Semejantes proezas me acostumbraron a creerme idóneo en actividades para las que soy un inútil. Así que hará tres o cuatro años –¿pre o pospandemia?– se me ocurrió ocuparme de cortar ciertas extensiones de la ampelopsis que crece en el patio de mi casa y toma sol estirándose sobre las paredes de los vecinos. Así que me subí a mi escalera de aluminio plegable, provisto de tijera de podar, y empecé a cortajear aquí y allá, a cuatro metros de altura. En confianza, me di cuenta de que si tironeaba del ramaje adelantaba la tarea, así que pegué un tirón aquí y allá, y de pronto advertí que la escalera se inclinaba también al compás de mis oscilaciones. Debo de haberla apoyado mal. La palabra desesperación aparece por tercera vez en esta columna. O cuatro, ahora: desesperado, estiré la mano para agarrarme de una gruesa rama de la santa rita que también supe plantar, y apenas busqué el sostén me quedé con la rama seca en la mano y empecé a caer. Tienen razón los que afirman que el tiempo es divisible, pero no los que sostienen que la división puede ser infinita, salvo como forma de cálculo. Lo cierto es que en el segundo o dos segundos o en el microsegundo que tardé en caer (cien kilos en posición horizontal de caída libre, desparramados en un metro ochenta, desde cuatro metros de altura), pensé: “Qué muerte más pelotuda”.

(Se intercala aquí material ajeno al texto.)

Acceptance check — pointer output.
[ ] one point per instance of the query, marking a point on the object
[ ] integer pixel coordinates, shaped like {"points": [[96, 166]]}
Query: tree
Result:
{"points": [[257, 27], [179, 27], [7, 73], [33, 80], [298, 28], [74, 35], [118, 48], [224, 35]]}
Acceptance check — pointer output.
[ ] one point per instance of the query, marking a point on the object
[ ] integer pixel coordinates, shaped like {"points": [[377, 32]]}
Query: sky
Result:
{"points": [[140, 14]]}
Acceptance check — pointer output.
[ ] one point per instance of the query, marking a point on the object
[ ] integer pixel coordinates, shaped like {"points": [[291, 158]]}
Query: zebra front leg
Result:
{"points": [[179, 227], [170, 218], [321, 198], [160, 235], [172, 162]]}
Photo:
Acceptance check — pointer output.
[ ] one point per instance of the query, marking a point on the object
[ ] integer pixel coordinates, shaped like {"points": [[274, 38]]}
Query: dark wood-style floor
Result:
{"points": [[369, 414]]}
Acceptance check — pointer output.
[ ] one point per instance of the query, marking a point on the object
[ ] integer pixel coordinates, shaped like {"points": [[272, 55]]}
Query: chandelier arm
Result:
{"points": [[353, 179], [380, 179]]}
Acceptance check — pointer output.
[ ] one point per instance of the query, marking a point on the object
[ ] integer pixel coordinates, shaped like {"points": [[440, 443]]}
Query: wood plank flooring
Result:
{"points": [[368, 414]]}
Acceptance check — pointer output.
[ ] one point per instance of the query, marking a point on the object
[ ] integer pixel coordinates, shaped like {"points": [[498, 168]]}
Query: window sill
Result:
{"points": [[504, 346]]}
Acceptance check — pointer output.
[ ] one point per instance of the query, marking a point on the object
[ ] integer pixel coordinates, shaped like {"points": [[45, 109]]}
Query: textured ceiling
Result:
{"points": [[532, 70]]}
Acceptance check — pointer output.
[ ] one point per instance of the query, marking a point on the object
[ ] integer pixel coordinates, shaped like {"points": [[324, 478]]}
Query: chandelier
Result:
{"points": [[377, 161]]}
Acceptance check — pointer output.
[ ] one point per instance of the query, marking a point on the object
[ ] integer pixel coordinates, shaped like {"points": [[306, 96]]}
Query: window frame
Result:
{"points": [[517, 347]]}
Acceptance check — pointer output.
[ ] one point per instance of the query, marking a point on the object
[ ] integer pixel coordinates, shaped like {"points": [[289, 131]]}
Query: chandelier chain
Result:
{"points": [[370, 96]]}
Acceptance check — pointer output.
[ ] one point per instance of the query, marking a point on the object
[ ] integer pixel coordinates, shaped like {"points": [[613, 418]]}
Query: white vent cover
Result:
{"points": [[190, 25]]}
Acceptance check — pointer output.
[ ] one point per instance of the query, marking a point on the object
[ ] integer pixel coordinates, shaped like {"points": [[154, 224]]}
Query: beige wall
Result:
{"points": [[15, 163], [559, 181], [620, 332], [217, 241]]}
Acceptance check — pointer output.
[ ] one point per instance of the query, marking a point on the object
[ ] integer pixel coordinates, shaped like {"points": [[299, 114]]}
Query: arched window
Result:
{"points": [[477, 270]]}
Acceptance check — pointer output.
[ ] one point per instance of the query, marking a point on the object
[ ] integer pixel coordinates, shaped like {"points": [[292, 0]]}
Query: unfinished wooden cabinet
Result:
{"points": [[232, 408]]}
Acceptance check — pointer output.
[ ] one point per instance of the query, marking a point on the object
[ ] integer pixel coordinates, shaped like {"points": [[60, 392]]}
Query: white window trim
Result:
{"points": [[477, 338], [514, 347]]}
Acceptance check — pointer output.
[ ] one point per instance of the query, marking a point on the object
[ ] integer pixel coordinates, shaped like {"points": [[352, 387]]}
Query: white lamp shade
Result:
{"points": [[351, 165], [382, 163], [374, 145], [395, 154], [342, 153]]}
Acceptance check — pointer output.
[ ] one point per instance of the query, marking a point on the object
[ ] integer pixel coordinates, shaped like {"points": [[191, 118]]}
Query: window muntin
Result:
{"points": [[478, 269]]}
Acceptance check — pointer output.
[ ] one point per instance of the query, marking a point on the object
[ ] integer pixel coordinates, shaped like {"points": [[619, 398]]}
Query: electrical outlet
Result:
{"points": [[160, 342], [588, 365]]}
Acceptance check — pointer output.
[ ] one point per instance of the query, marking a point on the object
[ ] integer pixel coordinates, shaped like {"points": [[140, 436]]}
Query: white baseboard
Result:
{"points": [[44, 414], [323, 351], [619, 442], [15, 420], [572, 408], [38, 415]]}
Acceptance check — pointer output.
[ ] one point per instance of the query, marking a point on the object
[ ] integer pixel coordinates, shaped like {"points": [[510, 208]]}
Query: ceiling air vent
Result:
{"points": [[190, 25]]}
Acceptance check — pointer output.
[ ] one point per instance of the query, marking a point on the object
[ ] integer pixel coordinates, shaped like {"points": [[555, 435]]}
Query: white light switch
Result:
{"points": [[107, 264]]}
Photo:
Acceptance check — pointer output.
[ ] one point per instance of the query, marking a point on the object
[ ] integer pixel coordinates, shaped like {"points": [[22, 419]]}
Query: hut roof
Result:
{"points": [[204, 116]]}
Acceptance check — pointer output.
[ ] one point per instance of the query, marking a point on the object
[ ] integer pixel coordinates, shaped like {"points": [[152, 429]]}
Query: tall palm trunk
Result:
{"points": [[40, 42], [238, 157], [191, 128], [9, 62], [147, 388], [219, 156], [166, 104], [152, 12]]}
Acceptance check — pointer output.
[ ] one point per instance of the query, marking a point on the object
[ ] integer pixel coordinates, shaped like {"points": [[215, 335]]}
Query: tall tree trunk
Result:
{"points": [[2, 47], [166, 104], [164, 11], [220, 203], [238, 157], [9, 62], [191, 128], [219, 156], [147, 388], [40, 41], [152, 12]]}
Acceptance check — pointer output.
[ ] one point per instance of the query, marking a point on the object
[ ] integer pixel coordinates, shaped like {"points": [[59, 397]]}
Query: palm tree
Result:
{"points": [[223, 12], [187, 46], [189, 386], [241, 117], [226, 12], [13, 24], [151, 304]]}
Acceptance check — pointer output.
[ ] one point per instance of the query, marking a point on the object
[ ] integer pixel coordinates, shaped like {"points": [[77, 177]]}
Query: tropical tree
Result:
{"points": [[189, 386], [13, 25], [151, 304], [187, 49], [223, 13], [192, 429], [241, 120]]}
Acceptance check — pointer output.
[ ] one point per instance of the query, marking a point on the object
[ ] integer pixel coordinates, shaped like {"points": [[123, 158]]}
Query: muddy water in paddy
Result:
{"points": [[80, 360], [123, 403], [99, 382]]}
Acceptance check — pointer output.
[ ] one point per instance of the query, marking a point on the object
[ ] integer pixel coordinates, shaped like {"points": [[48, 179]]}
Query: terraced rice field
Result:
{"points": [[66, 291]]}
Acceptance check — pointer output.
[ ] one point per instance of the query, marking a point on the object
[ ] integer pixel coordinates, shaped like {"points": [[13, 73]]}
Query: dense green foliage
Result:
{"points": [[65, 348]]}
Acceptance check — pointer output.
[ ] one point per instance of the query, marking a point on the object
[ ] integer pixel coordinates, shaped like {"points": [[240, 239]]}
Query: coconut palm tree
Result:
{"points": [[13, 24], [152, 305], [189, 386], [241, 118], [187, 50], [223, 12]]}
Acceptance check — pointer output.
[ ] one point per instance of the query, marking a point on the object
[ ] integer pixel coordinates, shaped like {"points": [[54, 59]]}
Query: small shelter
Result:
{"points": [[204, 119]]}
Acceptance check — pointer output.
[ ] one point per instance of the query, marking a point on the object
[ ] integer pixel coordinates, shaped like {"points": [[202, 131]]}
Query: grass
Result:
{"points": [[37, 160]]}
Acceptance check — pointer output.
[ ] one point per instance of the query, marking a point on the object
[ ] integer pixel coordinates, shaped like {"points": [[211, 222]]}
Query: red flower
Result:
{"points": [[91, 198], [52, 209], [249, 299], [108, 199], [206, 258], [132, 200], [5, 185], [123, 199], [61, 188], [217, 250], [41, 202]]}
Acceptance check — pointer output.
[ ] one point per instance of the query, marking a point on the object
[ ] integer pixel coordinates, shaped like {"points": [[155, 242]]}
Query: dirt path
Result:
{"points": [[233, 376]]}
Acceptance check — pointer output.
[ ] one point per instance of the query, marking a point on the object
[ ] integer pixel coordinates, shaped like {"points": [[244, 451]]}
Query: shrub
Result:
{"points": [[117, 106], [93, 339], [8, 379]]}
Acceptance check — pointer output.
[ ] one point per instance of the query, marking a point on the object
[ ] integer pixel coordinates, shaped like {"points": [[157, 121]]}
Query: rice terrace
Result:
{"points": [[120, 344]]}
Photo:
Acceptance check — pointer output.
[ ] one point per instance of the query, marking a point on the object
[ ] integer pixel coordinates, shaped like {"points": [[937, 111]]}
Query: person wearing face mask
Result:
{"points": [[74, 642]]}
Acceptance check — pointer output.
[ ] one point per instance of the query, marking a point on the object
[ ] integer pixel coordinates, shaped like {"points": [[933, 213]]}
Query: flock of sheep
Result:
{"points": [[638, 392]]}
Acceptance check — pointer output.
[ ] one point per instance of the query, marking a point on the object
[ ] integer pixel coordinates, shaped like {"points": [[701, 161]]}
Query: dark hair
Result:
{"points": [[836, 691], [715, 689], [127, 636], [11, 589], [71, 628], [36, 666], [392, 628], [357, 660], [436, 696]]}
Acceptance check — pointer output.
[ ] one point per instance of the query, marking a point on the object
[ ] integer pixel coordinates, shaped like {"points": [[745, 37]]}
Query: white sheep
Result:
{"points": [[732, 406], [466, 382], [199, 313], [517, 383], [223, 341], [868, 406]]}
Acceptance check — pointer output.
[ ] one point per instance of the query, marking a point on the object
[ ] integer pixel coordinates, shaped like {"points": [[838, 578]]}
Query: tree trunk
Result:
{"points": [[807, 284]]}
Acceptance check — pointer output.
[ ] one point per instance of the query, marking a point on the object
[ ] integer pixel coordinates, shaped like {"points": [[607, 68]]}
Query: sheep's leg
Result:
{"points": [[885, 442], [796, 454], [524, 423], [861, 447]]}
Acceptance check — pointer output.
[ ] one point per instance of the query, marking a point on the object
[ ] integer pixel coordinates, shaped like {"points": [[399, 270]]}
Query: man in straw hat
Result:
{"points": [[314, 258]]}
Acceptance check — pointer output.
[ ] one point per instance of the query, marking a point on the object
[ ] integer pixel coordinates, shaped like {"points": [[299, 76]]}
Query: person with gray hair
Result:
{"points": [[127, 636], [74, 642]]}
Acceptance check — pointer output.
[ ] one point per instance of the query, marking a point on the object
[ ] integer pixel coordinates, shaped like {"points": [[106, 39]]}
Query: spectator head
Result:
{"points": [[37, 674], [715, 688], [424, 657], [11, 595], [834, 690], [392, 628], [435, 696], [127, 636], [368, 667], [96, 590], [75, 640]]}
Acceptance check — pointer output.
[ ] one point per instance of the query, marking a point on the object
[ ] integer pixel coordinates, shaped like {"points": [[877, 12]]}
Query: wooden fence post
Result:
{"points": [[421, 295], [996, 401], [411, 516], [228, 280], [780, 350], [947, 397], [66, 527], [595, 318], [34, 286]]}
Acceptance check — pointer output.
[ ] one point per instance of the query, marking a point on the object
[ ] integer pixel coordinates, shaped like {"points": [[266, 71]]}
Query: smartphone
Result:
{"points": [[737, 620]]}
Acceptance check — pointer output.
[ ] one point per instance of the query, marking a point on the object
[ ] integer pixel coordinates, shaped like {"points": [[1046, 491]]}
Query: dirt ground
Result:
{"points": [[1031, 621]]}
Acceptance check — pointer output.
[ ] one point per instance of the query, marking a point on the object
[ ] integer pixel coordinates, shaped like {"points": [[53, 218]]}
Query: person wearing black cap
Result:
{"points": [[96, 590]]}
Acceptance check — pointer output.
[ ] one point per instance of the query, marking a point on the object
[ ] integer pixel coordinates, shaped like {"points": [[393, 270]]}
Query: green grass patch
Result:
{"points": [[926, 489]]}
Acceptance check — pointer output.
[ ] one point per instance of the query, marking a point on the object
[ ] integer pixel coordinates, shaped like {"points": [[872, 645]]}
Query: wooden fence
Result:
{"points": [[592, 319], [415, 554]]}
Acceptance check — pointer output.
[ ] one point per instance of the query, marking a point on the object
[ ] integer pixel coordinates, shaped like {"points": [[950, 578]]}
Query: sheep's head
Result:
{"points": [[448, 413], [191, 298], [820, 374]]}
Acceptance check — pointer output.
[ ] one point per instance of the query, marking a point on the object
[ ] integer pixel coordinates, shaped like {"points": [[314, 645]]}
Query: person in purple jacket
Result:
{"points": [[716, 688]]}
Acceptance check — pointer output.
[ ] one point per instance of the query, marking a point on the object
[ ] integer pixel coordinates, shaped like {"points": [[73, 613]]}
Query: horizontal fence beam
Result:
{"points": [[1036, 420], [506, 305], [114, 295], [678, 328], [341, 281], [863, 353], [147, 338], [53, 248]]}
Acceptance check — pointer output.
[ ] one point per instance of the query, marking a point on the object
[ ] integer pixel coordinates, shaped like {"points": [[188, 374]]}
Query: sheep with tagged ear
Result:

Abajo me esperaban unos preciosos adoquines del estilo de aquellos que se usaban en tiempos antiguos en las calles y que ahora sobreviven por pocos meses más en las de San Telmo. Por suerte, mi caída se amortiguó por una gruesa maceta-cantero de cemento, que partí con la cadera, enchastrándome de tierra. Aturdido de dolor, me quedé durante segundos quieto, después grité pidiendo ayuda. Pero estaba solo, y al lado de mi PH sonaba la percusión constante de una agujereadora. Cuando el dolor se atenuó siquiera un poco, probé si me respondían los dedos de los pies. Perfecto. No había quedado paralítico. El resto es previsible. Sangre, moretones (mapa planetario en distintos colores), clínica, radiografías. Salí vivo, aunque descompaginado. Lo que pesan son las consecuencias.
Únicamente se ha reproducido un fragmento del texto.